In the retelling of this story, another writer commented something like this, “If you weren’t so top-heavy, you would have stayed upright instead of falling over and then the hunky EMTs wouldn’t have had to show up.” My funny title sprang to mind and the rest is history—or at least a contemporary romantic comedy that opened the door to my wonderful erotic romance publisher Ellora’s Cave. The book Strange Neighbors started with a title too and introduced me to my mainstream, mass market publisher Sourcebooks. That deal helped me land a NY agent.
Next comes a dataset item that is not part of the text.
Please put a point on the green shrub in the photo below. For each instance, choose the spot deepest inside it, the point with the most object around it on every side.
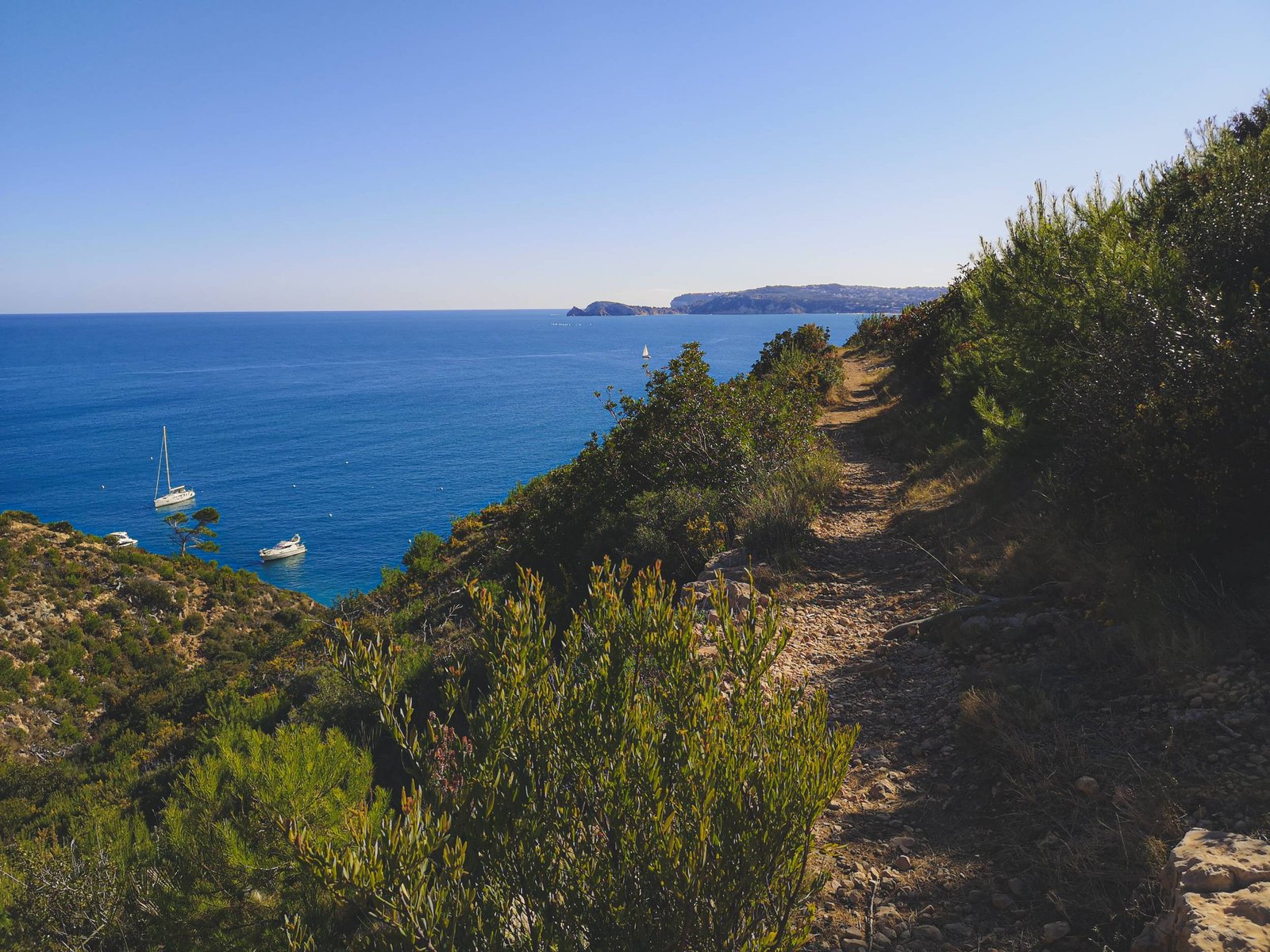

I whole-heartedly recommend keeping an ideas folder. It’s worth the risk of posthumous embarrassment. Of course, I may not have to worry since anyone who reads my books knows I think “differently.” Consider the fact that I wrote a sequel to Heaving Bosoms called Quivering Thighs. Also, Being Randy, Wonder Witch, Demolishing Mr. Perfect, Love Cuffs, Vampire Vintage, Djinn and Tonic, Death by Delilah, Giggles by Gabby and Dear Sexy Lexie. My most recent release was Strokes.
See my website for summaries of these wildly titled stories.
Oh, and how do I answer that question when I’m asked in interviews, “Where do your funny original ideas come from?” I blame it on Thalia, the muse of comedy.